Work on small, isolated parts of the system. Some issues were split into large chunks of work (this one for instance, implementing at once the plot command and its sub-commands). This wasn’t a problem per se given that I worked alone, but it would be harder for someone else to follow and to create a reasonably-sized pull request from such an issue. This feature could have been broken down into different sets of related flags.

ugc-server — A simple component diagram demonstrating how the CLI was to be used in a greater context.

Conclusion

“Regardless of what we discover, we understand and truly believe that everyone did the best job they could, given what they knew at the time, their skills and abilities, the resources available, and the situation at hand.”
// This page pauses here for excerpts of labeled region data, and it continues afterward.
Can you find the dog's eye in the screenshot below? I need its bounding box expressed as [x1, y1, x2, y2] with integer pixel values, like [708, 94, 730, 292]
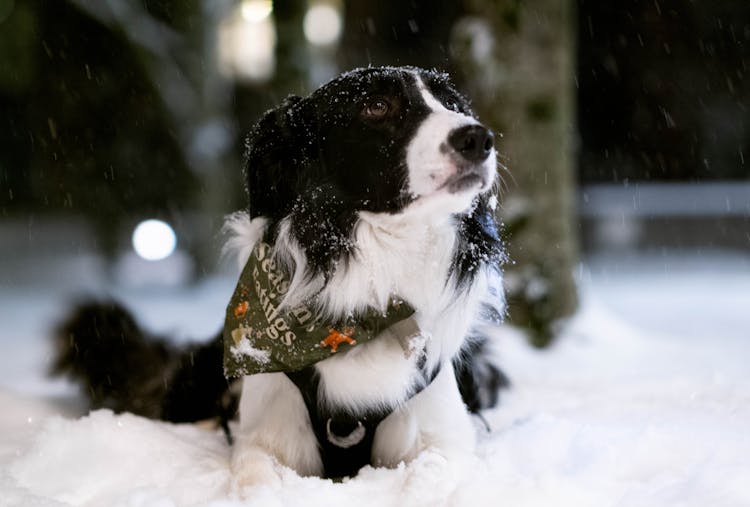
[363, 99, 391, 118]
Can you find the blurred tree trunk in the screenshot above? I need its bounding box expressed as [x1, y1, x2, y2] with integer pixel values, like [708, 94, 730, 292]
[453, 0, 577, 346]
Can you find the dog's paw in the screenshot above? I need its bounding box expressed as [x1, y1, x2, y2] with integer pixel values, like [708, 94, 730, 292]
[403, 448, 476, 505]
[231, 447, 282, 497]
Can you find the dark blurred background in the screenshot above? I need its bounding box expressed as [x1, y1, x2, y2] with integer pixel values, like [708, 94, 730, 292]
[0, 0, 750, 350]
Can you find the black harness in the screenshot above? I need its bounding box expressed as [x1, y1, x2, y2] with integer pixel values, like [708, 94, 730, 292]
[286, 356, 440, 479]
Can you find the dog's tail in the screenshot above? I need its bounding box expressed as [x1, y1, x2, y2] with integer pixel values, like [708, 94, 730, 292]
[51, 302, 237, 429]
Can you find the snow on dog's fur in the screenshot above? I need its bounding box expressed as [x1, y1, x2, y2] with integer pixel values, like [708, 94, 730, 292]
[53, 67, 505, 486]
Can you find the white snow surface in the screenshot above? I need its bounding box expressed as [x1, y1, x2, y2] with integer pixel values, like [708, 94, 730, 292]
[0, 257, 750, 507]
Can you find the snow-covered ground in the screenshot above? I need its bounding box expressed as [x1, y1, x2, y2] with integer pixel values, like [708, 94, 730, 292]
[0, 249, 750, 507]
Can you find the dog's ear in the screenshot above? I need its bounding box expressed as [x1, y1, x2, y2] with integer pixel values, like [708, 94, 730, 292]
[244, 95, 311, 220]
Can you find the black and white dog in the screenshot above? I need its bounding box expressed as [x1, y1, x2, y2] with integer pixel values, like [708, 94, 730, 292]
[57, 67, 505, 484]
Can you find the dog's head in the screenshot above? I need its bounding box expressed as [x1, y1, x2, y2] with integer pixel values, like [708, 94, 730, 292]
[246, 67, 496, 225]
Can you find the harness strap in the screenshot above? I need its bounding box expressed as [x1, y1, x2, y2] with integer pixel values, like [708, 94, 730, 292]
[286, 356, 440, 479]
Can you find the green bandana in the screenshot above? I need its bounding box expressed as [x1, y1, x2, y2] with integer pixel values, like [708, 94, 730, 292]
[224, 242, 419, 378]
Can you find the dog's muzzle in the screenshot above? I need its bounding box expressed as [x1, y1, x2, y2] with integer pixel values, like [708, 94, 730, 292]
[448, 125, 495, 164]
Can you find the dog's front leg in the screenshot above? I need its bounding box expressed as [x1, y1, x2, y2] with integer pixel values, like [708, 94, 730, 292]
[232, 373, 323, 492]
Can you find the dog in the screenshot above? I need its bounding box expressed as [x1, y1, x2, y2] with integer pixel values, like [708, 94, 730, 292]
[55, 67, 508, 485]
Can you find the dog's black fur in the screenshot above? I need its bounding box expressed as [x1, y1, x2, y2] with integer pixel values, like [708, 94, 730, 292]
[53, 68, 508, 452]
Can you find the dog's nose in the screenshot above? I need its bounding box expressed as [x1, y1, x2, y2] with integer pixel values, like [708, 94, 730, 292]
[448, 125, 495, 162]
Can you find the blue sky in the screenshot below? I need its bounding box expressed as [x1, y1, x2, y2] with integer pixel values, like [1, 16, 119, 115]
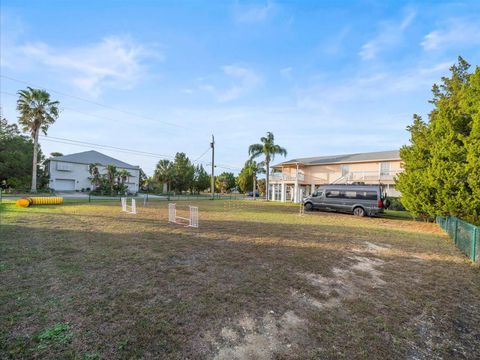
[0, 0, 480, 174]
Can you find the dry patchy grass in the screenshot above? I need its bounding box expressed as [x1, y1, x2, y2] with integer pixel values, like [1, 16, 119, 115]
[0, 200, 480, 359]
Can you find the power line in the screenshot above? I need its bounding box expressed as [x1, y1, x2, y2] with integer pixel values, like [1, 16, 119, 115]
[0, 74, 244, 171]
[0, 90, 194, 136]
[0, 75, 198, 130]
[40, 135, 237, 170]
[192, 146, 210, 162]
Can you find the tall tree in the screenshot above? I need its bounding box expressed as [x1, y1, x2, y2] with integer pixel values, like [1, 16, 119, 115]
[248, 132, 287, 201]
[237, 159, 265, 200]
[153, 159, 174, 192]
[0, 119, 39, 190]
[397, 57, 480, 223]
[106, 165, 118, 195]
[17, 87, 60, 192]
[88, 163, 103, 189]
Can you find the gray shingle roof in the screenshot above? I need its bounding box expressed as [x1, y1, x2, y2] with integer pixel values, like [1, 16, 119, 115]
[49, 150, 139, 169]
[274, 150, 400, 167]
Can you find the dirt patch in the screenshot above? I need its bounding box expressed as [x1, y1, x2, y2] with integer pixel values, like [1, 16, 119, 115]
[215, 311, 305, 360]
[291, 256, 385, 309]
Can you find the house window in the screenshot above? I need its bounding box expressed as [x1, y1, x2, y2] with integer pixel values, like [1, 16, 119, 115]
[57, 162, 72, 171]
[380, 162, 390, 176]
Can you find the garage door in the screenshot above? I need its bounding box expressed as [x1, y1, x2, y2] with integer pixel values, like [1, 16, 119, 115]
[55, 179, 75, 191]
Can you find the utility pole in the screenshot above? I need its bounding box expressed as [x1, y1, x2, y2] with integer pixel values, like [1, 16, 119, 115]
[210, 135, 215, 200]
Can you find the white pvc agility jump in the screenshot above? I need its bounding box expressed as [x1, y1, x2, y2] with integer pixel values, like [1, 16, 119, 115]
[120, 198, 137, 214]
[168, 204, 198, 228]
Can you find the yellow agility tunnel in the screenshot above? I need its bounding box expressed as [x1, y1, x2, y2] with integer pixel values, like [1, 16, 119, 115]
[16, 196, 63, 207]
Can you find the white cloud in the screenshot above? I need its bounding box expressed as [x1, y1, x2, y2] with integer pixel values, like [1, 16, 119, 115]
[295, 61, 454, 109]
[358, 10, 416, 60]
[421, 19, 480, 51]
[201, 65, 260, 102]
[3, 36, 163, 97]
[234, 1, 276, 24]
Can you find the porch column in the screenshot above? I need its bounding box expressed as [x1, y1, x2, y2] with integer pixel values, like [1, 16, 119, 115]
[293, 163, 300, 203]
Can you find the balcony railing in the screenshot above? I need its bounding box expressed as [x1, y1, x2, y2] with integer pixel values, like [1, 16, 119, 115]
[270, 172, 305, 181]
[333, 169, 403, 184]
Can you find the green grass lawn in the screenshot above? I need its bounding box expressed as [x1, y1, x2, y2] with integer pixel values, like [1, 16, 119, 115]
[0, 200, 480, 359]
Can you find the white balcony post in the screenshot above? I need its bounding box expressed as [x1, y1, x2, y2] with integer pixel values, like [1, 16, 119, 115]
[293, 163, 300, 203]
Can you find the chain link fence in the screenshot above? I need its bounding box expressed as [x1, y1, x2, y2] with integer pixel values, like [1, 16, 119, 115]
[436, 216, 480, 263]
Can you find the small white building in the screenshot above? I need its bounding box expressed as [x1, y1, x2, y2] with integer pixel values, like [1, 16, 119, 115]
[46, 150, 140, 193]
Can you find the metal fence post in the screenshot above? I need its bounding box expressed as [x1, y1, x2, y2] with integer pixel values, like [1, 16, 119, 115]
[471, 226, 478, 262]
[453, 218, 458, 245]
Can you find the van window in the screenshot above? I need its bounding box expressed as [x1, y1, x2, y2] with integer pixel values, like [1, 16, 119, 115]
[380, 162, 390, 176]
[345, 191, 357, 199]
[357, 191, 377, 200]
[325, 190, 343, 199]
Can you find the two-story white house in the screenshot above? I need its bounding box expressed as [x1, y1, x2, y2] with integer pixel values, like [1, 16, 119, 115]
[46, 150, 140, 193]
[269, 150, 403, 202]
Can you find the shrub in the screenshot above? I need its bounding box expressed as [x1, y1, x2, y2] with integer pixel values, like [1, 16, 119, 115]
[388, 197, 406, 211]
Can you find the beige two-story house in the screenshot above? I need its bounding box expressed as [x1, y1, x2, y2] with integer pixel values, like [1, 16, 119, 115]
[269, 150, 402, 202]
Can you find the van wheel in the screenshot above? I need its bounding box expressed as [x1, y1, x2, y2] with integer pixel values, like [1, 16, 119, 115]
[353, 206, 365, 217]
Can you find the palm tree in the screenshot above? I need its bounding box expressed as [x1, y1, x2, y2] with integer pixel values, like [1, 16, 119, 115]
[153, 159, 174, 192]
[17, 87, 60, 192]
[248, 132, 287, 201]
[88, 163, 102, 189]
[245, 159, 265, 200]
[117, 169, 132, 188]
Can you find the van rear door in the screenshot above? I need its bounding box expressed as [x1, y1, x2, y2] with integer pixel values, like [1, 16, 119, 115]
[324, 189, 345, 211]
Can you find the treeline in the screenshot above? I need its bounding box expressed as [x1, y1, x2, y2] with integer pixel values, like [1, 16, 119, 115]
[0, 118, 48, 190]
[397, 57, 480, 224]
[150, 152, 265, 194]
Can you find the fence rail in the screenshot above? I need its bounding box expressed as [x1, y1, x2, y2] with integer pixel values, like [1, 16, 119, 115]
[0, 189, 249, 204]
[436, 216, 480, 263]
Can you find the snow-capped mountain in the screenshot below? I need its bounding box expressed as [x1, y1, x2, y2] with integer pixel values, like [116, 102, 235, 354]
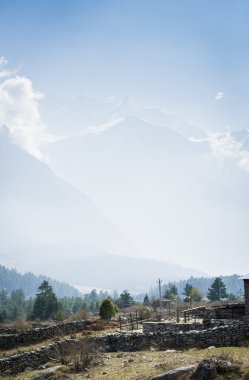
[42, 96, 249, 271]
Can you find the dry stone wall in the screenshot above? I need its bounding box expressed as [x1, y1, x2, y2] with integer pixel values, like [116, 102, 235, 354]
[143, 322, 206, 333]
[0, 320, 89, 349]
[0, 320, 249, 375]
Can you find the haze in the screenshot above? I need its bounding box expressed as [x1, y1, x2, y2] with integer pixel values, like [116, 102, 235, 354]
[0, 0, 249, 287]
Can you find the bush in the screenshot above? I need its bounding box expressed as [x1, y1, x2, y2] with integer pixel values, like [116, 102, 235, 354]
[99, 297, 118, 320]
[60, 338, 101, 372]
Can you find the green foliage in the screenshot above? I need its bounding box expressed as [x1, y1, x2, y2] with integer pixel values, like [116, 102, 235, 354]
[164, 284, 178, 301]
[183, 283, 203, 302]
[32, 281, 60, 320]
[99, 297, 118, 320]
[207, 277, 228, 301]
[116, 290, 135, 309]
[0, 265, 80, 302]
[143, 294, 150, 306]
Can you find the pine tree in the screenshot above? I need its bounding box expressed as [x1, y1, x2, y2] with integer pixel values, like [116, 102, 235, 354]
[116, 290, 135, 308]
[32, 281, 60, 320]
[143, 294, 150, 306]
[164, 284, 178, 301]
[99, 297, 117, 320]
[207, 277, 228, 301]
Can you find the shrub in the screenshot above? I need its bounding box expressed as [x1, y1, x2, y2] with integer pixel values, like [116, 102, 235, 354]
[60, 338, 101, 372]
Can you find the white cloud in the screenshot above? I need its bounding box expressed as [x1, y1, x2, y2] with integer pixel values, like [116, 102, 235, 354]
[215, 91, 225, 100]
[0, 57, 8, 66]
[209, 133, 249, 171]
[0, 75, 51, 160]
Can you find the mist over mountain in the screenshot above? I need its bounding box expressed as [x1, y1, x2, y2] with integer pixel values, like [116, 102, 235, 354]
[0, 128, 206, 291]
[42, 99, 249, 275]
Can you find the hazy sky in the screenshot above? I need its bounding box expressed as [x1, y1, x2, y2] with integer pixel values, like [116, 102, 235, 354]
[0, 0, 249, 278]
[0, 0, 249, 130]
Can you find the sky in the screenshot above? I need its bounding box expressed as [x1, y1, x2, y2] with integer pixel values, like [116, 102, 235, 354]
[0, 0, 249, 280]
[0, 0, 249, 130]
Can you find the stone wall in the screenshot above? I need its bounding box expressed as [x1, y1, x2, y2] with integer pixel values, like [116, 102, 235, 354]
[0, 320, 88, 349]
[143, 322, 206, 333]
[0, 319, 249, 375]
[0, 339, 75, 375]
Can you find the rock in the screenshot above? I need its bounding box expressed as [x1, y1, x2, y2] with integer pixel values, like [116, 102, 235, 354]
[32, 365, 62, 380]
[151, 364, 195, 380]
[191, 357, 240, 380]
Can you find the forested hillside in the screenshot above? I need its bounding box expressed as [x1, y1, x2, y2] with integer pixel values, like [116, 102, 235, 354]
[149, 274, 244, 298]
[0, 265, 80, 297]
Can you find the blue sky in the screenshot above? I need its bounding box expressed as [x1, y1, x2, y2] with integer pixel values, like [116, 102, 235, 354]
[0, 0, 249, 276]
[0, 0, 249, 129]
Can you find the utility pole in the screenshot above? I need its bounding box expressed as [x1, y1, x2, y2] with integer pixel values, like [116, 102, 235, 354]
[157, 278, 162, 311]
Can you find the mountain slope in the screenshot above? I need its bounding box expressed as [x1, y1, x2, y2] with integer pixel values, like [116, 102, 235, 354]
[0, 127, 136, 264]
[0, 265, 80, 297]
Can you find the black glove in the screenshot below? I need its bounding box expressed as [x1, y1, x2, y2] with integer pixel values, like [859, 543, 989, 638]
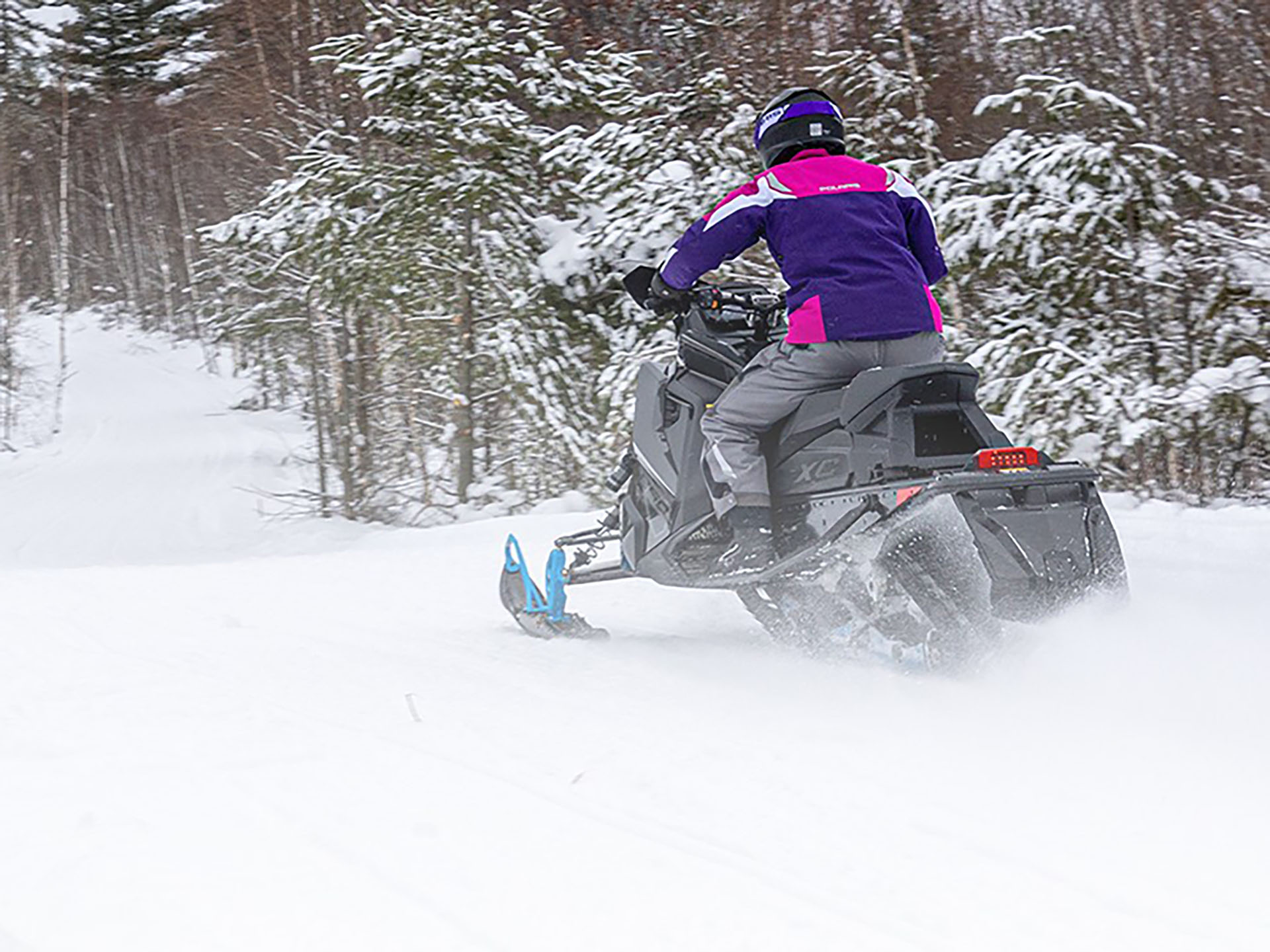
[648, 272, 692, 313]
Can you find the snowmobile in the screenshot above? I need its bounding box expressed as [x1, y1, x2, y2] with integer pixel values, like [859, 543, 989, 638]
[499, 266, 1128, 669]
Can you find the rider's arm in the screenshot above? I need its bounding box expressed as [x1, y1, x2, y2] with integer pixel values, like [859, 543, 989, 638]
[886, 173, 949, 284]
[659, 182, 769, 290]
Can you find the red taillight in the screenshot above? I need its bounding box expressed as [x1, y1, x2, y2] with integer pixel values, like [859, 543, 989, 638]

—Norm Kerth, Project Retrospectives: A Handbook for Team Review

All in all, this has been a fun experiment to bring to fruition. It would have been much quicker to use a spreadsheet given what the final result ended up being, but the experience obtained was worth every drop of developer sweat! Using Python felt appropriate as iterations of the tool could be produced fast and the CLI was responsive enough to be useful and pleasant to interact with thanks to its intuitive commands. In the near future, using a library like Textual could be more rewarding as one could expect a much nicer visual experience in the terminal at a fraction of the current implementation efforts.